Application of non aqueous titration

It has various applications in numerous fields, especially in medicinal fields.

  • It is used to know the purity of assays.
  • It is used to determine the concentration expressions.
  • It is used in the determination of hydrophobic compounds, diuretics, and steroids.
  • It is used to determine the composition of antitubercular drugs and adrenergic drugs.
  • It is used to quantify the mixtures of primary, secondary, and tertiary amines.
  • It is used for studying sulphonamide, a mixture of purines, and many other organic amine compounds and salts of organic acid.

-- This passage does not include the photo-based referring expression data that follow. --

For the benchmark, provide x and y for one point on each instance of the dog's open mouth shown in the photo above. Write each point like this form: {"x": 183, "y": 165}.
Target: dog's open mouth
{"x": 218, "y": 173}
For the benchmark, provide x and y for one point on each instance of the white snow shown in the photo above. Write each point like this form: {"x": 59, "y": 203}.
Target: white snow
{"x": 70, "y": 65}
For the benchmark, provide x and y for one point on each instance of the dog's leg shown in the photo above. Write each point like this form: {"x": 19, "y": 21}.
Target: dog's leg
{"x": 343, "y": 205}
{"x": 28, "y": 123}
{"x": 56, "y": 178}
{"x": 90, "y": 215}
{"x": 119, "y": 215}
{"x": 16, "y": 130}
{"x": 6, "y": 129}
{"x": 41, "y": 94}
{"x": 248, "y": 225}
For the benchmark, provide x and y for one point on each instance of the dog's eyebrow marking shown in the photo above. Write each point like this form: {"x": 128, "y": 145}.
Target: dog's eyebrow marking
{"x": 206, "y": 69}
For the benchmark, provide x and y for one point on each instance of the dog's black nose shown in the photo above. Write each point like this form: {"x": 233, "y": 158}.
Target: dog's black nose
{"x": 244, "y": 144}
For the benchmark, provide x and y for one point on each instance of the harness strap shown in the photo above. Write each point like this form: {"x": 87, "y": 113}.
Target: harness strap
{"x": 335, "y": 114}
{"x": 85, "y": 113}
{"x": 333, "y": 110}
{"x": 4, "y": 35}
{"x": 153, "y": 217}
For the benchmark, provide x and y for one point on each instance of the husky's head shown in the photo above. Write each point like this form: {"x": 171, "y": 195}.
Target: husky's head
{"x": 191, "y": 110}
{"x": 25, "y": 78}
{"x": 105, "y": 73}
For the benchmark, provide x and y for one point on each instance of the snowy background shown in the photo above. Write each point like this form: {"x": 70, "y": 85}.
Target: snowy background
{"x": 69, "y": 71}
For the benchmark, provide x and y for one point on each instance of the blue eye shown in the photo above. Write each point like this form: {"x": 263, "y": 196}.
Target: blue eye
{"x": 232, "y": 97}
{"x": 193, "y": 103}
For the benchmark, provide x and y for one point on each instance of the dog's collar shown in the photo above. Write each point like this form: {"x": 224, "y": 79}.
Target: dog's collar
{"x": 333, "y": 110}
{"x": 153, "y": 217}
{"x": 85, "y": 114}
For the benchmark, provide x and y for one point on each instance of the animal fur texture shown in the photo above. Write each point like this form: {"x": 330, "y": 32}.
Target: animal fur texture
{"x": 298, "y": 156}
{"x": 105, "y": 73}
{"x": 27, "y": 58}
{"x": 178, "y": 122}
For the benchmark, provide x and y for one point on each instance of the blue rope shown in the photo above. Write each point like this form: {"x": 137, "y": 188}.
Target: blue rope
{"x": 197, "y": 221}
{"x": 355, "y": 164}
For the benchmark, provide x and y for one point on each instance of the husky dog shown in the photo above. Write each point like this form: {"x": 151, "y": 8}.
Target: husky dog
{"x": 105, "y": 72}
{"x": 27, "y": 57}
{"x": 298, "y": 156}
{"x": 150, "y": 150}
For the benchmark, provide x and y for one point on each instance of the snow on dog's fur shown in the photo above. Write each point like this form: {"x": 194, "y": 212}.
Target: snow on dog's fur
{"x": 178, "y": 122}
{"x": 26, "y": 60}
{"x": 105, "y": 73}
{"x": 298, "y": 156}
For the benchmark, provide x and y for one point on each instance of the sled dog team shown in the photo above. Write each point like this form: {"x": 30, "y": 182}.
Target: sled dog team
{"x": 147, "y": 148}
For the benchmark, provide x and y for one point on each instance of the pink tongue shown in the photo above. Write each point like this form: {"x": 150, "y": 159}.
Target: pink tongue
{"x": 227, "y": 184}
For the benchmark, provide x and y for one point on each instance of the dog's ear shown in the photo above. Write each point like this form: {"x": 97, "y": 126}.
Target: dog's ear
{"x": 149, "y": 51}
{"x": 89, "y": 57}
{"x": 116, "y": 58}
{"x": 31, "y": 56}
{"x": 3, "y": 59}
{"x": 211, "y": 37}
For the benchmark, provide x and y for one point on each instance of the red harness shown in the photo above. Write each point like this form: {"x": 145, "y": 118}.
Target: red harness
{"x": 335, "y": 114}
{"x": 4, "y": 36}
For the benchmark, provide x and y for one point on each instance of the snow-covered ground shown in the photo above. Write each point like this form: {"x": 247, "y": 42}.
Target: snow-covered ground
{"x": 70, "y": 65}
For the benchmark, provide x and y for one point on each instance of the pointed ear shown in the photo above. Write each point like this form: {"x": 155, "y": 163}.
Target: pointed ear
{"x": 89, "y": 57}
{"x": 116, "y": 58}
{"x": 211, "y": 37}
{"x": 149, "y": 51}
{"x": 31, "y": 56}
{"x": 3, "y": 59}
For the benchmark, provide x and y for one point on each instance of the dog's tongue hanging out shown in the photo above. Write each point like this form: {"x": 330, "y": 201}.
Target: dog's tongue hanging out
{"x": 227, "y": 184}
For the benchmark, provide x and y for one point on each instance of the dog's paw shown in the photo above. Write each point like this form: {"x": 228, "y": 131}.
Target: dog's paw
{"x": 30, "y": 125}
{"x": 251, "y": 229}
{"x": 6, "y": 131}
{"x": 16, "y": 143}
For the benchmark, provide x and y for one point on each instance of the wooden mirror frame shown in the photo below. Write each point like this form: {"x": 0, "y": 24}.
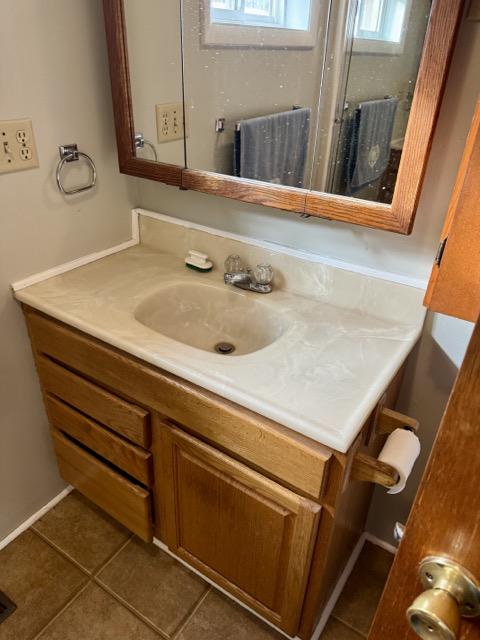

Advantages of non aqueous titration

  • Organic acids and bases that are insoluble in water are soluble in a non-aqueous solvent and can be titrated by non-aqueous titration.
  • Titration of weakly acidic and basic drugs gives a poor endpoint in aqueous titration but in non-aqueous titration, they give a sharp end point.
  • It is used for the titration of water-sensitive drugs like aspirin.
  • By the proper choice of the solvents or indicators, the biological ingredients of a substance whether acidic or basic can be selectively titrated.
  • Non-aqueous titration is a simple, fast precise, and accurate method.

Disadvantages of non aqueous titration

  • Temperature, moisture, and CO2 should be controlled otherwise error occurs.
  • Solvents are expensive.
  • Volatile solvents are toxic.
  • Removal of water is necessary ( can take water from the air).
  • Some solvents are hazardous if they are mishandled such as ammonia solution.
  • Indicators must be prepared in a non-aqueous medium.